The fourth CKCU Ottawa Folk Festival, held from August 22 to 24 at Britannia Park, was a hit. Bruce Cockburn returned to his hometown, much to the delight of the record crowds that gathered for his dynamic performances. Cockburn appeared at a main stage evening concert on the opening night of the festival. The next day he participated in the reunion of the famous sixties Ottawa group, The Children. The festival main stage lineup was particularly strong: Lawrence Gowan, Shari Ulrich, Robert Paquette, The Arrogant Worms, Alpha Yaya Diallo, Melanie Doane, Tamarack, Cindy Church and Rebecca Campbell. Chopper McKinnon and Karen Flanagan McCarthy returned to host the main stage throughout the festival.
The year 1997 also marked the 20th anniversary of the first folk festival to be held at Britannia Park. TheFestival for the Folks was held there from 1977 to 1979. Perhaps the most poignant moment of the 1997 festival was a special ceremony in memory of the late Colleen Peterson, which was attended by some of her closest friends and many fans.
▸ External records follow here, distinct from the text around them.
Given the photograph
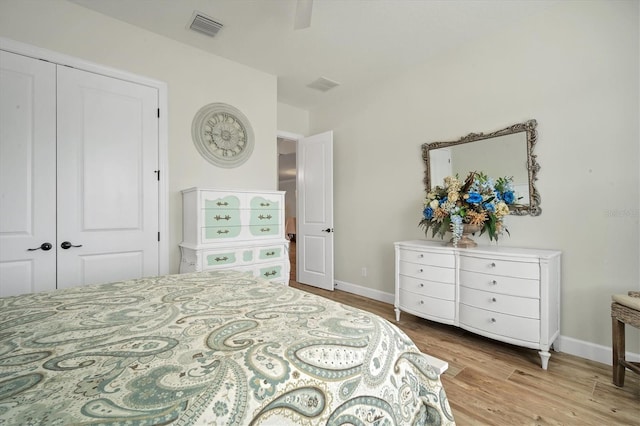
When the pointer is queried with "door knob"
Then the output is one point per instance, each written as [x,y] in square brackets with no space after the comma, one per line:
[43,246]
[66,244]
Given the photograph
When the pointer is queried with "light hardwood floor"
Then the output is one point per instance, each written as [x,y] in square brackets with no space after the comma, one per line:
[492,383]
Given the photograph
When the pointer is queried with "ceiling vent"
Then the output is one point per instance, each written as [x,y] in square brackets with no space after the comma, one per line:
[323,84]
[205,25]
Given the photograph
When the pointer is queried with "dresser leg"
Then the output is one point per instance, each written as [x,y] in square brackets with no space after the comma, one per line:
[544,357]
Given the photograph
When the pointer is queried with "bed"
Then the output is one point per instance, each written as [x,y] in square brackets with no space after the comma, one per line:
[218,348]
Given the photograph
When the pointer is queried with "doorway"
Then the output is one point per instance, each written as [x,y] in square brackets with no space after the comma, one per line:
[287,170]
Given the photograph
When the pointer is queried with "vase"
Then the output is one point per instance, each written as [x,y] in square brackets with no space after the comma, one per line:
[465,241]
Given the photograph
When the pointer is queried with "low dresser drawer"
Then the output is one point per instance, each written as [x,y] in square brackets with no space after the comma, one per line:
[509,326]
[427,272]
[508,268]
[428,288]
[427,307]
[217,258]
[501,284]
[428,258]
[501,303]
[276,252]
Festival Director Gene Swimmer, Artistic Director Chris White and the organizing committee worked harder than ever to put on the 1997 festival. The funding from major sponsor CKCU ended due to the community radiostation’s financial problems.
Benefit Concert Series
A tremendously successful Benefit Concert Series made the festival possible. The 1996/1997 benefit concert series included the following concerts held at the National Library of Canada.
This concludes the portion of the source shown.